Quant à la protestation du pays, elle se traduit de manière caricaturale soit en épousant la xénophobie du FN, soit en tendant à sortir des bras socialistes pour aller vers des bras libéraux qui pousseraient, avec un degré encore plus élevé d'exigences, dans le même chemin européen. Nos concitoyens ont été invités à naviguer entre les mirages d'un pays épuré des immigrations et les excès d'une politique de "ruptures" qui veut casser notre modèle social, mais n'ont pas eu droit à la vérité : alors que le nouveau Président avait en 2012 beaucoup de cartes en main pour faire évoluer l'Europe, le péché originel du quinquennat a été d'accepter, tel quel en fait un TSCG qui nous a mis la corde au cou, qui empêche de réfléchir pour mieux traiter de la question de la dette à d'autres solutions que la règle d'or budgétaire et que la soumission à l'euro et à la BCE tels qu'ils sont.

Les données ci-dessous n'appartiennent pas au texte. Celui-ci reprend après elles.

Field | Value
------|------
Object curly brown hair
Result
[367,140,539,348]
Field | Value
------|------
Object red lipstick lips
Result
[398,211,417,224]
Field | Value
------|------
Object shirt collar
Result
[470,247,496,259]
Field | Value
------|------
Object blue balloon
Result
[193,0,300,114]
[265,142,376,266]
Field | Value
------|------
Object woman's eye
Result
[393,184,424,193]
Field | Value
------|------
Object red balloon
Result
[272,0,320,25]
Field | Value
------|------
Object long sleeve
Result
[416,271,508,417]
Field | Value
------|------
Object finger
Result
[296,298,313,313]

Une militante socialiste du Nord n'écrit-elle pas ; "Les habitants du Nord Pas de Calais se sont exprimés aussi en réponse aux politiques conduites par des élus de gauche qui n'ont pas voulu entendre ce qu'ils avaient à dire."

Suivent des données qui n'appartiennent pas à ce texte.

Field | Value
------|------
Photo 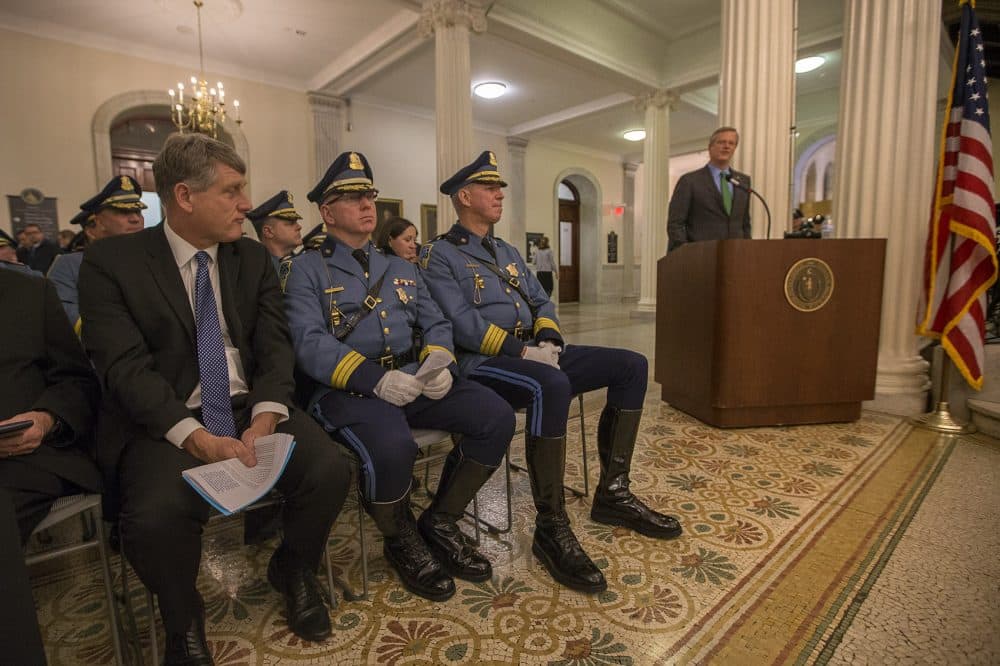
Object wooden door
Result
[557,199,580,303]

En effet, tout allant de conserve, les pouvoirs publics n'ont pas su non plus - sous la direction autoritaire d'un homme qui paraît ne jamais beaucoup partager quelque réflexion avec les autres - trouver, au delà des gadgets ne méritant ni excès d'honneurs, ni excès d'indignité des lois Macron - des instruments de croissance et de meilleur emploi : en protégeant un peu mieux notre économie nationale concurrencée au sein même de l'Europe par des dumpings sociaux et agricoles ; en rendant son rôle à l'État autant pour soutenir l'investissement marchand que des équipements publics devant être sélectivement choisis dans l'esprit de précaution écologique et de transition énergétique; pour remplacer des tonnes de normes par des régulations efficaces et compréhensibles par tous plutôt qu'encourager à sortir du salariat pour que beaucoup deviennent des sous traitants vulnérables et mal protégés de firmes se résumant à des fonctions d'assemblage et de commercialisation.

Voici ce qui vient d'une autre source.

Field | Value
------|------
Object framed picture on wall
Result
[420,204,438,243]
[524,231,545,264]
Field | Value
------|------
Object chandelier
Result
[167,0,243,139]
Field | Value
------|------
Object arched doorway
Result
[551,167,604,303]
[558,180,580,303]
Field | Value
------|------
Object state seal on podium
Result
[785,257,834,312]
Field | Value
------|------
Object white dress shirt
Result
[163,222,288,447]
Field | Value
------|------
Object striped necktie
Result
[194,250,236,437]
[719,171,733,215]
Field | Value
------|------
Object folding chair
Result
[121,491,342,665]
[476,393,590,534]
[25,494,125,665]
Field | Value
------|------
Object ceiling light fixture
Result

S'impliquer dans de telles transformations eut plus été de la vocation des régions que d'être des champs de batailles idéologiques qu'elles ont devenues; malheureusement la réforme territoriale récente - en voulant conférer un rôle éminent de type européen à de grandes régions - dont les concurrents cherchent aujourd'hui à gagner en notoriété ce qui leur manque en capacité - aura fortement contribué, à défaut d'en faire des organes pertinents d'administration, à les transformer en haut-parleurs de discordes et, parfois demain, peut-être, en instruments de diffusion de contre-valeurs républicaines.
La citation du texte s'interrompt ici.